1 can Oregon Specialty Fruit™ Rhubarb in Strawberry Sauce
1/2 cup (1 stick) unsalted butter, room temperature, plus more for the pan
2 cups all-purpose flour
1 teaspoon baking powder
1 teaspoon kosher salt
½ teaspoon baking soda
1 cup granulated sugar
4 eggs, room temperature
2 teaspoons pure vanilla extract
2 teaspoons finely grated lemon zest
1 cup sour cream
Confectioners’ sugar and whipped cream for serving (optional)
- Position a rack in the center of the oven and preheat oven to 350 degrees. Lightly grease a 9-inch-by-13-inch baking dish.

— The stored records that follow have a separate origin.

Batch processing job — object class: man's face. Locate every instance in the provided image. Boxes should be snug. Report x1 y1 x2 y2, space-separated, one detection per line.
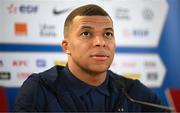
62 16 115 73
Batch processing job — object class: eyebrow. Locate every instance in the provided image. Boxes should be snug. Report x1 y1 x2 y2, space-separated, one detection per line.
81 26 114 31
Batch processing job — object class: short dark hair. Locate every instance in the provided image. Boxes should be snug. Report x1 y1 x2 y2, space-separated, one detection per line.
64 4 111 37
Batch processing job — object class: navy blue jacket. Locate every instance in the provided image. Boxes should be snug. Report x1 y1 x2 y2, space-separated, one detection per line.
14 66 166 112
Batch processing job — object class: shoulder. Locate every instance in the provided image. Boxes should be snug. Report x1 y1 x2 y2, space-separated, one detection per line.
109 71 160 103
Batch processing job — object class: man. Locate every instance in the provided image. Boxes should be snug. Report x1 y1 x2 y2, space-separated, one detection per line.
14 4 167 112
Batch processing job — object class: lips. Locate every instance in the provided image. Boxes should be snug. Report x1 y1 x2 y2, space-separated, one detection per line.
91 53 109 61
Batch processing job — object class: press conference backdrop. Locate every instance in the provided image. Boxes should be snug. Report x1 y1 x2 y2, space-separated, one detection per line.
0 0 180 109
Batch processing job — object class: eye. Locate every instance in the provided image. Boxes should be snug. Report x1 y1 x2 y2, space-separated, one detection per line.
81 31 91 37
104 32 113 38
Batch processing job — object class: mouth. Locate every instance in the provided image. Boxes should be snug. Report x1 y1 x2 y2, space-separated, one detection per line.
91 54 109 61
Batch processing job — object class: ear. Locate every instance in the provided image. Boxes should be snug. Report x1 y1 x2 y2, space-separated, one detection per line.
61 39 70 55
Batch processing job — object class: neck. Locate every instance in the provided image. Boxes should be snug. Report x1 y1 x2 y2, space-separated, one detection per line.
68 64 107 86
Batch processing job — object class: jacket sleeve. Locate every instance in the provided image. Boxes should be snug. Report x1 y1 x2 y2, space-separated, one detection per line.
14 74 43 112
129 80 166 112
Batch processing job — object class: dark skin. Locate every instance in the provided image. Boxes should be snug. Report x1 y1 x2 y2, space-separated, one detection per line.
62 16 116 86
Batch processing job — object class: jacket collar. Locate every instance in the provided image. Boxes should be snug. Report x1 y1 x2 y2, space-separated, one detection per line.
63 66 110 96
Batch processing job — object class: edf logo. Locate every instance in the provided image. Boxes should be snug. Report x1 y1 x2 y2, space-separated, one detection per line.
7 4 38 14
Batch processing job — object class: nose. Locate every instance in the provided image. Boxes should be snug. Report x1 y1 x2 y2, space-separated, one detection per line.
94 36 106 47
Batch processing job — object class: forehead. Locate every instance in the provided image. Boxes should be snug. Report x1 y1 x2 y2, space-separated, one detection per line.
72 16 113 27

- Pour Rhubarb and strawberry sauce into a bowl; mash well with a potato masher or fork. Set aside.
- In a medium bowl, whisk together flour, baking powder, salt and baking soda until combined.
- Using an electric mixer, cream butter and sugar on medium-high speed until light and fluffy. Add eggs, one at a time, and beat until combined. Add vanilla extract and lemon zest and beat on low to combine.
- With the mixer on low, add flour mixture in three parts, alternating with the sour cream and beginning and ending with flour. Pour two-thirds of the batter into the prepared pan and smooth with a spatula. Using a spoon, add half of the reserved rhubarb and strawberry sauce in small dollops. Run a wooden skewer or table knife horizontally and then vertically in a swirling motion to create a marbled effect. Top cake with alternating spoonfuls of remaining batter and rhubarb; repeat swirling motions.
- Bake until a skewer inserted into the center comes out clean, about 50 minutes. Let cool on a rack at least 30 minutes. Serve dusted with confectioners’ sugar and lightly sweetened whipped cream, if desired.
Makes 15-18 servings.
•This recipe can be halved to fit an 8-inch square or round baking pan. (In that case, line the pan with buttered parchment paper and invert the cake onto a cooling rack after letting it cool for 10 minutes.)
•The cake can be served both warm and completely cooled.
•It can also be made in a 12-cup Bundt pan.